Aquellos primeros momentos de la Iglesia requerían un soplo especial del Espíritu Santo, un esfuerzo por definir el camino del cristianismo respecto al mundo judío y pagano, una acertada consolidación de la estructura eclesial que le permitiera cumplir bien su misión.

La Iglesia es ante todo la familia de Dios. Así lo explica Cristo en el Evangelio: “quien cumple la voluntad de Dios, ése es mi hermano, mi hermana y mi madre”. Timoteo y Tito reciben numerosos consejos para que ese ambiente familiar nunca se pierda, y de ese modo, la Iglesia permanezca fiel a la voluntad de Dios.

Nos detenemos en un detalle de la primera lectura que permite asomarnos al amor paterno y fraternal que inspira San Pablo: “te tengo siempre presente en mis oraciones noche y día”. Algo que sin duda confortó a Timoteo cuando lo leyó, del mismo modo que nos conforta saber que hay gente rezando por nosotros.

En la Iglesia, Cristo nos ha dado una familia, numerosos hermanos. Una manifestación bella de esa fraternidad es la oración de unos por otros: nunca estamos solos. Esa oración es una fuente de gracia incesante para que cada día luchemos por merecernos ser familia de Dios. No son pocos los obstáculos, las fragilidades, los descaminos y desgraciadamente los escándalos. Ha sido siempre así, como vemos en las cartas a Timoteo y Tito. En lenguaje coloquial, podríamos decir que siempre hay fuegos que apagar, y San Pablo dedica muchas páginas a hacerlo.

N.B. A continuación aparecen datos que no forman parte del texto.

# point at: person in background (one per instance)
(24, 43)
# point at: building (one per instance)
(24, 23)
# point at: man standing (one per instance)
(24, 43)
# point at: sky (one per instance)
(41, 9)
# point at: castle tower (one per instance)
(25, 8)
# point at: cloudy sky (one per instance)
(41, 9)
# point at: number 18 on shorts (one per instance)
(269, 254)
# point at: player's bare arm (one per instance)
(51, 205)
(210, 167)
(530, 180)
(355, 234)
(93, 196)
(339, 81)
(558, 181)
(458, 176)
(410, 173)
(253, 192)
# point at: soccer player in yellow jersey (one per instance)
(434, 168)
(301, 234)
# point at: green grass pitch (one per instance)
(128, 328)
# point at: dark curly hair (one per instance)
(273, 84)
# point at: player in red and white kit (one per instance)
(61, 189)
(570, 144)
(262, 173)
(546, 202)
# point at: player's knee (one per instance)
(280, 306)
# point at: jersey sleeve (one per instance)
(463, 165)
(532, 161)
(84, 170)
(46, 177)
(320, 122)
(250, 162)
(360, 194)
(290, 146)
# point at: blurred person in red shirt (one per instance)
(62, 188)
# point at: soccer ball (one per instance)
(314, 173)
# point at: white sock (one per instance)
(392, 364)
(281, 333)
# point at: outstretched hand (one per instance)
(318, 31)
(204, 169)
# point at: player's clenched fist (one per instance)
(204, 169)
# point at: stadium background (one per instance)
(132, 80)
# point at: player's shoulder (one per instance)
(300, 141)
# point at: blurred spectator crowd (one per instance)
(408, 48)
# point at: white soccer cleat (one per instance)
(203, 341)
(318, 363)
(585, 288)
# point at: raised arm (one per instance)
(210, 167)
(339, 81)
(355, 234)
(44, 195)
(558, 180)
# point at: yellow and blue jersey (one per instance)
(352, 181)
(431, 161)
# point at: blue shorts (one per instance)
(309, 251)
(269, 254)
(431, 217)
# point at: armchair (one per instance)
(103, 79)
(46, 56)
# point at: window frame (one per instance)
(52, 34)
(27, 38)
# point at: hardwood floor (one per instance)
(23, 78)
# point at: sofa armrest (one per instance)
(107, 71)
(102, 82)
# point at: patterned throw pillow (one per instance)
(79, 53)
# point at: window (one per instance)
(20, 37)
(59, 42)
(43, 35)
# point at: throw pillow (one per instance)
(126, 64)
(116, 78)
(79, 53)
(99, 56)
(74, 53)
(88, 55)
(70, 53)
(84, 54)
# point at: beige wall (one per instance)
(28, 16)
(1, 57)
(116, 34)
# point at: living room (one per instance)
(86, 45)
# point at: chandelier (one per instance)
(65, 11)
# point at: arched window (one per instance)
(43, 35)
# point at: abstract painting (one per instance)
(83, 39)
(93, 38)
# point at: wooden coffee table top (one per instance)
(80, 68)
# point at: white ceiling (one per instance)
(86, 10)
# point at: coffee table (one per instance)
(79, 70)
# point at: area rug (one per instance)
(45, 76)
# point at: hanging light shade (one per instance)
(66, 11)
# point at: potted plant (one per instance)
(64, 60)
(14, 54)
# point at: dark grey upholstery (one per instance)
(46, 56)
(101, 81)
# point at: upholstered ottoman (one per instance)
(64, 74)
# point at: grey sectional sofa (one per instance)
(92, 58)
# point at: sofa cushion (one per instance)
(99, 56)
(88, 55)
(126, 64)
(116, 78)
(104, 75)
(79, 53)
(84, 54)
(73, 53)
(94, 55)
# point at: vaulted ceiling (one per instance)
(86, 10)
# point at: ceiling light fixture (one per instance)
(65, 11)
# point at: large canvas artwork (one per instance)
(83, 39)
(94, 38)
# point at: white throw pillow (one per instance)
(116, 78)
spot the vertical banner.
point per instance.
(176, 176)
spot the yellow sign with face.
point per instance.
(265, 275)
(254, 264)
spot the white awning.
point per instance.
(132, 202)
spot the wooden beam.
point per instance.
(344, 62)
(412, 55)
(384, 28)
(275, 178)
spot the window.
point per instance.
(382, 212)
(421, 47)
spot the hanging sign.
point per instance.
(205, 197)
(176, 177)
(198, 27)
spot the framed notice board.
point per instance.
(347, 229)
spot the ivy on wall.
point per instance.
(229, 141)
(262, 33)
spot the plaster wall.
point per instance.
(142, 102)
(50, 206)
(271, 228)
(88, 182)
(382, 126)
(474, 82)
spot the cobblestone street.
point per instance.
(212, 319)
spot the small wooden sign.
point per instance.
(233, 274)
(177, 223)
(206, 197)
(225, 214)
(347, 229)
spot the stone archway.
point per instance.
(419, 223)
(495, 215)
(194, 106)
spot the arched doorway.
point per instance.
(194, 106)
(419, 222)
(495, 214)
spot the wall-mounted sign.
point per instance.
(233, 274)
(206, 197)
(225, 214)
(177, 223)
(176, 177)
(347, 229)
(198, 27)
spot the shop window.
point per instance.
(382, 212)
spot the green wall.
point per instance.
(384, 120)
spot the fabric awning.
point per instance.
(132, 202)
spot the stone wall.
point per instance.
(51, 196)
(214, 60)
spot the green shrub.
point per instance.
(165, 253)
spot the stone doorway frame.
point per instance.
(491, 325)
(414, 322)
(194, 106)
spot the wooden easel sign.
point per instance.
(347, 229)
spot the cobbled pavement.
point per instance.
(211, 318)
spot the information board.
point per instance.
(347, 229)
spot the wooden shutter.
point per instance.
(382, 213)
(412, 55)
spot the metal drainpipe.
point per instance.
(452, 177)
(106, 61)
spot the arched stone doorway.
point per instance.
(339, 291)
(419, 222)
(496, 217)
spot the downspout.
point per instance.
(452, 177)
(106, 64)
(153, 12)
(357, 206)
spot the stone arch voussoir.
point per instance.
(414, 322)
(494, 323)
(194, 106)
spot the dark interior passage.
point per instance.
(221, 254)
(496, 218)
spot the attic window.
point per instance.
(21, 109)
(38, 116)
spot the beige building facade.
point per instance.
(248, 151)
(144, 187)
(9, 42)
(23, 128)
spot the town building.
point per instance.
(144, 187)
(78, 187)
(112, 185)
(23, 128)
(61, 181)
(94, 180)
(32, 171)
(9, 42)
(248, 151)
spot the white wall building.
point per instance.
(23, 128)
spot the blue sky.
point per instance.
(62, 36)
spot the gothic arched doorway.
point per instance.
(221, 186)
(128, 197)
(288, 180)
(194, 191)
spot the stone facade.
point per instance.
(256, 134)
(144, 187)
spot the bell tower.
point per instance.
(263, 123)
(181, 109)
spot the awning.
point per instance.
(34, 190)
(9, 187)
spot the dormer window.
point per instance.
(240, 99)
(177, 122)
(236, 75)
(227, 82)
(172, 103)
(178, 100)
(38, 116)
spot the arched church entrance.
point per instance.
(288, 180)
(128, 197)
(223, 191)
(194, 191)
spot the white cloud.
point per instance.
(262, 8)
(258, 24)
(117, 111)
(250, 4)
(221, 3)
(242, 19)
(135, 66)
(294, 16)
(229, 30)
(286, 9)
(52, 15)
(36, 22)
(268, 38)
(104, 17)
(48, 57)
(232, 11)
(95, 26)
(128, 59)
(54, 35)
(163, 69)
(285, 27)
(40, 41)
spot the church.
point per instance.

Pero la victoria es de Cristo: la gracia puede más que el pecado, la comunión hace más que la soledad, la oración puede mucho más que la sola voluntad. Recemos, como San Pablo, por nuestra Iglesia: por el Papa, los obispos, los sacerdotes y diáconos, los consagrados, los laicos. Pero con la intención de Cristo de unir a todos los hombres a Sí mismo, también rezamos por toda la humanidad.